Question

Find the maximum area of the triangle inscribed in a semi-circle having radius 10 cm.
A. 10
B. 50
C. 100
D. 200

Answer 1

Hint: We will first draw as given and see that the base will be equal to diameter of circle and height equal to the radius and then put in these values in the formula of area of the triangle and get our answer.

Complete step-by-step answer:
Let us first draw as given in the question:-

               

We see that AC will be a chord of the circle.
We need to maximize the area of the triangle and the area of a triangle is given by $A = \dfrac{1}{2} \times base \times height$.
If the base and height of the triangle are maximum, the area will be maximum as well.
Now, coming back to the saying that AC is a chord. The chord can take maximum length if it is a diameter, because diameter is the longest chord of a circle.
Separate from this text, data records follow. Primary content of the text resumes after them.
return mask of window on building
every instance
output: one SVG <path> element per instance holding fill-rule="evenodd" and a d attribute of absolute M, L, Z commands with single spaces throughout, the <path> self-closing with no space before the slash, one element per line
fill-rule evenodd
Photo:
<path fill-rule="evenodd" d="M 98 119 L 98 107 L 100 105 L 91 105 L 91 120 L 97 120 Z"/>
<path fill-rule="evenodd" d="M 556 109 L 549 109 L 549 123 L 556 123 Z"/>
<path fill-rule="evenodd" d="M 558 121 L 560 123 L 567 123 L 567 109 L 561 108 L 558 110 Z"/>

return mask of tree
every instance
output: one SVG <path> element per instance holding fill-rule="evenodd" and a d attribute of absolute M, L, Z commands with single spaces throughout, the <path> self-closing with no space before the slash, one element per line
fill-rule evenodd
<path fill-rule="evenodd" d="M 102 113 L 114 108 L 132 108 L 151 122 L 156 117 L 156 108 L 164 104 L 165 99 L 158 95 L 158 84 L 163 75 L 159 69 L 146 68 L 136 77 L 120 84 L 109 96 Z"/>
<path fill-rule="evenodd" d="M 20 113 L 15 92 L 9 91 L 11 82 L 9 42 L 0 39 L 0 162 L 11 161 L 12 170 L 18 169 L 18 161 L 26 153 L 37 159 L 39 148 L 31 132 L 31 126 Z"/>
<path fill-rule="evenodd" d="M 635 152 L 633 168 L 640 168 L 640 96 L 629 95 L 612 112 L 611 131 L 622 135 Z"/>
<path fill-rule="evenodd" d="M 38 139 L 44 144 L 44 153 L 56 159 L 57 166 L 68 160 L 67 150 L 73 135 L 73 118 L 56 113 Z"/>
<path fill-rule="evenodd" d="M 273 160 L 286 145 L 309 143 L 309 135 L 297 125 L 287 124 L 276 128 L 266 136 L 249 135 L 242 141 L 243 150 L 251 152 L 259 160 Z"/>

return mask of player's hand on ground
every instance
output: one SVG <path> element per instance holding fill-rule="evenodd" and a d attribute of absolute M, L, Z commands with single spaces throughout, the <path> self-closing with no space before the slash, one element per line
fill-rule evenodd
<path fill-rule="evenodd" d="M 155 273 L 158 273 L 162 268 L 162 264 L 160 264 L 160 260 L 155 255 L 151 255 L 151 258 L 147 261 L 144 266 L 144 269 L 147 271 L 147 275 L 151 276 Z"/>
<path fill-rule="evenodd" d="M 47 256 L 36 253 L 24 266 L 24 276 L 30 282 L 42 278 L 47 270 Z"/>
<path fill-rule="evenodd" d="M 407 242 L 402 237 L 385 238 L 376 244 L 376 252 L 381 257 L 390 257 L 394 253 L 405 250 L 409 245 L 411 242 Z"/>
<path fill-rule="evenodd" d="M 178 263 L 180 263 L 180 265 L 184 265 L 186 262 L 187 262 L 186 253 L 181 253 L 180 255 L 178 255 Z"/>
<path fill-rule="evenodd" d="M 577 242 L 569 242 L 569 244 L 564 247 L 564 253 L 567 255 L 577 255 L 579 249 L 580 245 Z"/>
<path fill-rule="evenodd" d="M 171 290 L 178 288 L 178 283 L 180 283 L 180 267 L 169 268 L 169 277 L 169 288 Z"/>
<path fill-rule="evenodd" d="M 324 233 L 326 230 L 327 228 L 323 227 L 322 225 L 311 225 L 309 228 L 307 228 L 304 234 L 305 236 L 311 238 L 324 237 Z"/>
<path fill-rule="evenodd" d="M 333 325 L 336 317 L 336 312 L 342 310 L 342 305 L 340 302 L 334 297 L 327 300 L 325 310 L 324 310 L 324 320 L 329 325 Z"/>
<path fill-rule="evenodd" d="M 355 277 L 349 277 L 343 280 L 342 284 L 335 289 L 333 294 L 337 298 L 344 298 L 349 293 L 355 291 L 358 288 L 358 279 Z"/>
Hence, the base is equal to the diameter of the circle.
Since radius is equal to 10 cm. and diameter is twice the radius.
Hence, the diameter of the circle is 20 cm.
So, take base = 20 cm. in the formula required.
Now, if we draw perpendicularly from center to the end of the circle, it will always be equal to radius.
Hence, height = 10 cm.
Putting these values base = 20 cm and height = 10 cm in the formula for area of a triangle that is: $A = \dfrac{1}{2} \times base \times height$. We will get:-
$A = \dfrac{1}{2} \times 10 \times 20 = 10 \times 10 = 100c{m^2}$.
Hence, the maximum area can be 100 square cm.

So, the correct answer is “Option C”.

Note: The students must note that they cannot use the base as diameter without showing that it will lead to the maximum area.
Fun Fact:- If we notice that the area of a triangle is half the area of a rectangle, it is because if we divide a rectangle in two triangles, we will get an area of two triangles.